Boerenkost, eenvoudig lekker
Witte pens met appemoes, een klassieke boerenkost waar je al jaar en dag heel veel mensen blij mee kunt maken. Zelf ben ik niet zo ‘vlezig’ maar ervaring heeft me wel geleerd waar je goeie pensen haalt en dat is spijtig genoeg niet in de supermarkt. Voor goeie pensen moet je bij de lokale slager zijn. Iedere slager heeft zijn eigen, geheim recept, met zijn of haar eigen kruiden samenstelling. Zo’n recept dat doorgegeven wordt van vader op zoon en dat al jaren in de familie wordt gehouden.
Pens, of boudin zoals ze ook wel zeggen, smaakt goed met iets zoet zoals appel en peperkoek. En hop, daar is een hapje geboren; een torentje van peperkoek, gebakken pens en gebakken appel. Het is super eenvoudig maar ik geef je graag toch nog eens het receptje door.
Ingrediënten
1 appel
Enkele blaadjes veldsla
Boter
8 sneetjes peperkoek
2 witte pensen
Walnoten
Bereiding
Snij elk van de twee pensen in 8 gelijke schijfjes.

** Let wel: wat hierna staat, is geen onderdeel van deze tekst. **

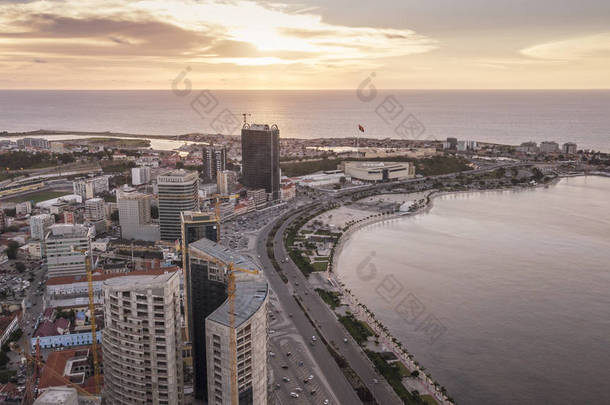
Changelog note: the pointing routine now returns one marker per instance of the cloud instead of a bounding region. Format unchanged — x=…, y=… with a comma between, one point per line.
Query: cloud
x=212, y=31
x=588, y=47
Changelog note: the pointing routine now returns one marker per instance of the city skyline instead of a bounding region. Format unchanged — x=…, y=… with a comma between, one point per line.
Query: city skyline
x=303, y=45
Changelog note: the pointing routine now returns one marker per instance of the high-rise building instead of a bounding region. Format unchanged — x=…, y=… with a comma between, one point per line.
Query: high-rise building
x=39, y=225
x=88, y=188
x=195, y=226
x=214, y=161
x=142, y=341
x=140, y=175
x=260, y=158
x=134, y=216
x=178, y=191
x=95, y=210
x=63, y=250
x=569, y=148
x=217, y=344
x=226, y=181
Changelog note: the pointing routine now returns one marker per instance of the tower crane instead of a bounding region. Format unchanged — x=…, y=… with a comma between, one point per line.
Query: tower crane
x=89, y=269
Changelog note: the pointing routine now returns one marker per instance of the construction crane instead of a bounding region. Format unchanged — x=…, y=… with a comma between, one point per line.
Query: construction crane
x=231, y=270
x=89, y=269
x=217, y=197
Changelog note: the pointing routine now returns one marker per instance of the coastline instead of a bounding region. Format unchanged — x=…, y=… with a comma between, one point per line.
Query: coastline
x=423, y=379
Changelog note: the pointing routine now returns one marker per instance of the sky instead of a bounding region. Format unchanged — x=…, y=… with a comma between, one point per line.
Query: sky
x=315, y=44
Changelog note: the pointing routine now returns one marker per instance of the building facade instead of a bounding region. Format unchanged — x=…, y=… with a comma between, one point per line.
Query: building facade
x=134, y=216
x=569, y=148
x=88, y=188
x=214, y=161
x=212, y=333
x=142, y=342
x=379, y=171
x=549, y=147
x=39, y=225
x=260, y=158
x=63, y=249
x=95, y=210
x=178, y=191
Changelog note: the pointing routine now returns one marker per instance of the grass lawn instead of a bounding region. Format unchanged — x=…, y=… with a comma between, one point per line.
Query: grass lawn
x=332, y=298
x=320, y=266
x=359, y=330
x=38, y=197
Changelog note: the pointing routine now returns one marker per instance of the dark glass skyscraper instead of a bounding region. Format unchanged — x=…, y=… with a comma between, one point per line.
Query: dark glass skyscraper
x=260, y=158
x=214, y=161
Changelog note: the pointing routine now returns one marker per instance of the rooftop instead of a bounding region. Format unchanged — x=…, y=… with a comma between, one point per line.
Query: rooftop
x=102, y=277
x=250, y=290
x=139, y=281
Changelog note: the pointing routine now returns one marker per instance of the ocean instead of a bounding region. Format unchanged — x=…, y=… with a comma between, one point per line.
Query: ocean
x=518, y=280
x=508, y=117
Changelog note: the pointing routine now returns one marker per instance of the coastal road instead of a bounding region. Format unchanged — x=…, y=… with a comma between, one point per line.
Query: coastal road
x=342, y=390
x=326, y=321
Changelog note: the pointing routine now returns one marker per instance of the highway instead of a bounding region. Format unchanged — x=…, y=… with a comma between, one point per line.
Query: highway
x=323, y=317
x=342, y=391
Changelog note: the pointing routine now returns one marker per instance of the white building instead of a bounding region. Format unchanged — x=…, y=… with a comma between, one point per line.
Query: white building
x=62, y=249
x=379, y=171
x=134, y=216
x=23, y=208
x=140, y=175
x=225, y=181
x=569, y=148
x=549, y=147
x=142, y=341
x=39, y=225
x=95, y=210
x=218, y=343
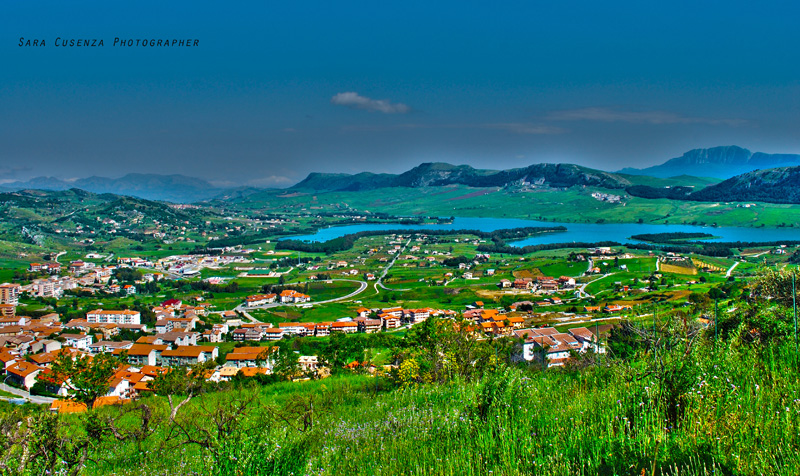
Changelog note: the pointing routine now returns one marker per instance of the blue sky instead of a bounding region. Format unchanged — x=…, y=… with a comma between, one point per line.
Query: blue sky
x=276, y=90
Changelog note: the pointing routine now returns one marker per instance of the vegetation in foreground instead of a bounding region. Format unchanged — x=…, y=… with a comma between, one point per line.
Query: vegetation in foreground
x=673, y=399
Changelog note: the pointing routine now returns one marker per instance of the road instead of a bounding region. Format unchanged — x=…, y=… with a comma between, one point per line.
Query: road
x=582, y=288
x=386, y=270
x=26, y=395
x=730, y=270
x=362, y=285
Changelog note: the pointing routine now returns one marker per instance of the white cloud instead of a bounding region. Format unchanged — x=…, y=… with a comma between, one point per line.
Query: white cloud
x=513, y=127
x=356, y=101
x=636, y=117
x=524, y=128
x=271, y=181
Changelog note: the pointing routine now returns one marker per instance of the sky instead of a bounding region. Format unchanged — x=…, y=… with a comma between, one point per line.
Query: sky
x=275, y=90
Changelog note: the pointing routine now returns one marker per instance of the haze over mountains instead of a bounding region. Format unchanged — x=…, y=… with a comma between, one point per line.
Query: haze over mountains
x=440, y=174
x=719, y=162
x=171, y=188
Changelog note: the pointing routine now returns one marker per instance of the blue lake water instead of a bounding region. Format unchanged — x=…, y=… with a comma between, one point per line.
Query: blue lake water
x=576, y=232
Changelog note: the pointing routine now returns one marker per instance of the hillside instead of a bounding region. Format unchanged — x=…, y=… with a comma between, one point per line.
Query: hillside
x=442, y=174
x=778, y=185
x=38, y=216
x=173, y=188
x=721, y=162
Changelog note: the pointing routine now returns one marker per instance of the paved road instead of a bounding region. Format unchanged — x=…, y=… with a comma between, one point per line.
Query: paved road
x=362, y=285
x=26, y=395
x=582, y=288
x=386, y=270
x=730, y=270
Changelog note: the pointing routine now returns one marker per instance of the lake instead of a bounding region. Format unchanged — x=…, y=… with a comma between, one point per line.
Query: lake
x=580, y=232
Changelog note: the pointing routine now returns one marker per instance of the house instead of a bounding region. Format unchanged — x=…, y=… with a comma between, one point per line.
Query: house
x=390, y=321
x=415, y=316
x=346, y=327
x=109, y=346
x=78, y=341
x=143, y=354
x=363, y=312
x=369, y=326
x=322, y=329
x=126, y=316
x=14, y=321
x=163, y=326
x=522, y=284
x=9, y=293
x=263, y=357
x=178, y=338
x=548, y=345
x=273, y=333
x=189, y=355
x=588, y=340
x=248, y=334
x=7, y=359
x=393, y=311
x=290, y=295
x=260, y=299
x=295, y=328
x=308, y=363
x=23, y=373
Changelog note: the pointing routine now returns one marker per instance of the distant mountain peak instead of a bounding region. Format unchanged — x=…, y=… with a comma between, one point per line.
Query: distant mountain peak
x=172, y=188
x=721, y=162
x=432, y=174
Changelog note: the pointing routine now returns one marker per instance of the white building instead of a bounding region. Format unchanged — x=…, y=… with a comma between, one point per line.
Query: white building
x=126, y=316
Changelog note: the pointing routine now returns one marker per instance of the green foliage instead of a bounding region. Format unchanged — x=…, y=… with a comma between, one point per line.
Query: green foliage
x=85, y=378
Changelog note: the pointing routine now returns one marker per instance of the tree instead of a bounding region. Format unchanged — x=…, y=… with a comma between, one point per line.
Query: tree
x=84, y=378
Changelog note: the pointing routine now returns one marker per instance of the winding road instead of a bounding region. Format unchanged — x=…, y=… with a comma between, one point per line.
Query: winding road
x=730, y=270
x=26, y=395
x=362, y=285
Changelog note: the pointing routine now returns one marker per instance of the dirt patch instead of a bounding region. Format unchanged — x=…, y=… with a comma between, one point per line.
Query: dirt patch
x=470, y=195
x=671, y=268
x=528, y=273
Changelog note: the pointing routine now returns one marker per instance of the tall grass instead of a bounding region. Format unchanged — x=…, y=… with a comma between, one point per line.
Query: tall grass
x=738, y=413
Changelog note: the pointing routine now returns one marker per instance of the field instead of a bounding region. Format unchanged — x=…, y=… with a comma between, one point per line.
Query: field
x=566, y=206
x=509, y=422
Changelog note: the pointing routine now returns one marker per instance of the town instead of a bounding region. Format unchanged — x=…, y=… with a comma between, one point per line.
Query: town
x=109, y=303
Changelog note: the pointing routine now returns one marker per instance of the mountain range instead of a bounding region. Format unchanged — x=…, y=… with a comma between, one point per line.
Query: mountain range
x=719, y=162
x=440, y=174
x=171, y=188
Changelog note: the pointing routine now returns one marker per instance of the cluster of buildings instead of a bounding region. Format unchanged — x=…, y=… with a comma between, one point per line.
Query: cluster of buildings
x=555, y=348
x=539, y=284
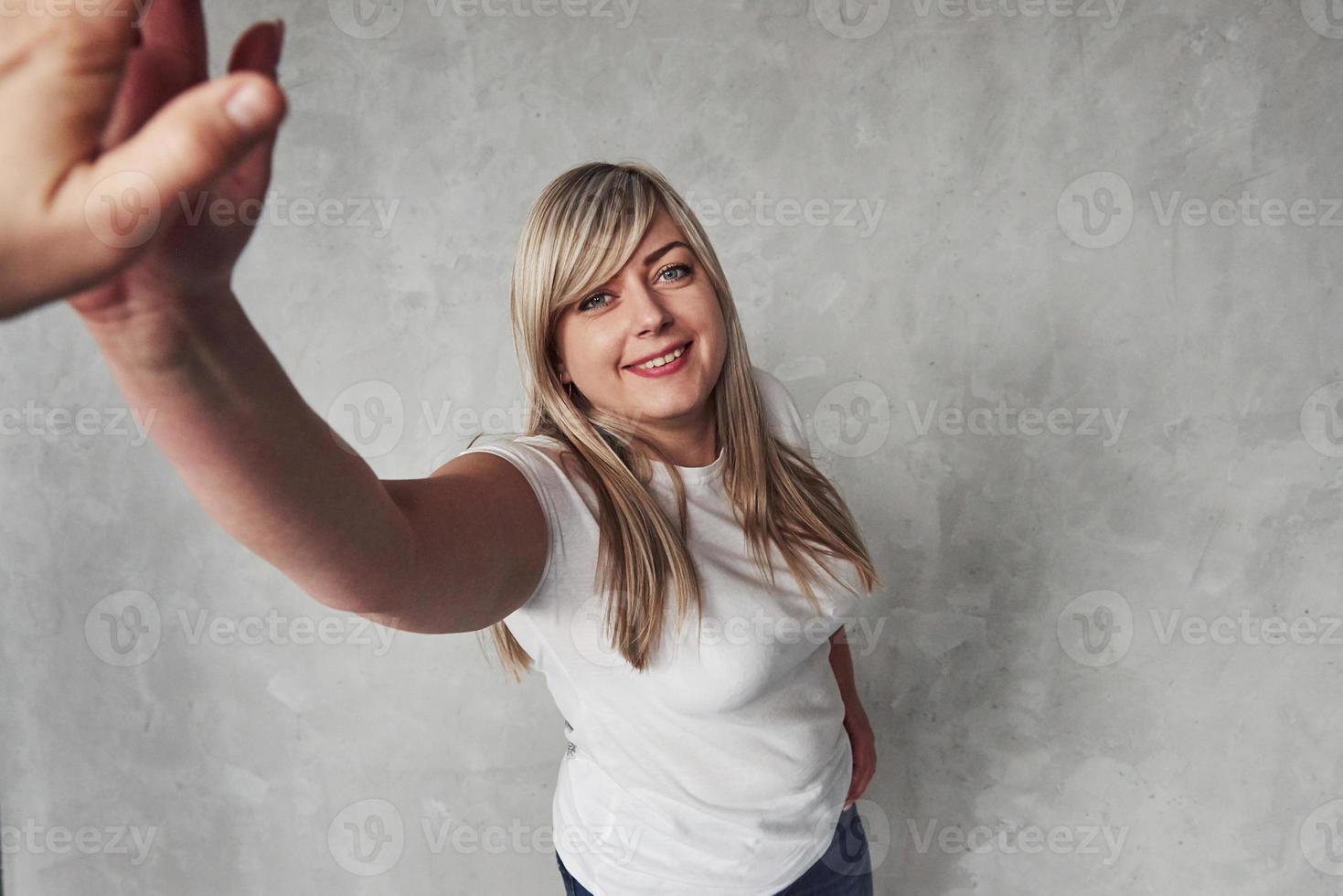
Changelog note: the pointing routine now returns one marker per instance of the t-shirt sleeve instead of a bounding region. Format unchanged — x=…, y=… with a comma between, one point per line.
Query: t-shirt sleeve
x=540, y=472
x=784, y=420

Steek met een uitsteekvormpje ter grootte van de schijfjes pens uit elk sneetje peperkoek 2 rondjes zodat je 16 rondjes peperkoek hebt.
Snij de ongeschilde appelen in schijven van 1 cm dik en steek er ook 16 rondjes uit ter grootte van de schijfjes pens.
Rooster de fijngehakte walnoten even in de braadpan, roer regelmatig zodat ze niet aanbranden.
Smelt 1 eetl. boter in een braadpan en bak de appelrondjes 1 min. goudbruin aan elke kant. Haal uit de pan en laat uitlekken op keukenpapier.
Smelt opnieuw 1 eetl. boter in de pan en bak de pensen 1 à 2 min. aan elke kant. Kruid met zwarte peper.
Maak 16 torentjes met telkens 1 schijfje peperkoek, 1 schijfje witte pens, 1 schijfje appel. Werk af met een blaadje veldsla en steek vast met een mooi prikkertje. Strooi wat geroosterde walnoten over de torentjes en serveer lauw of koud.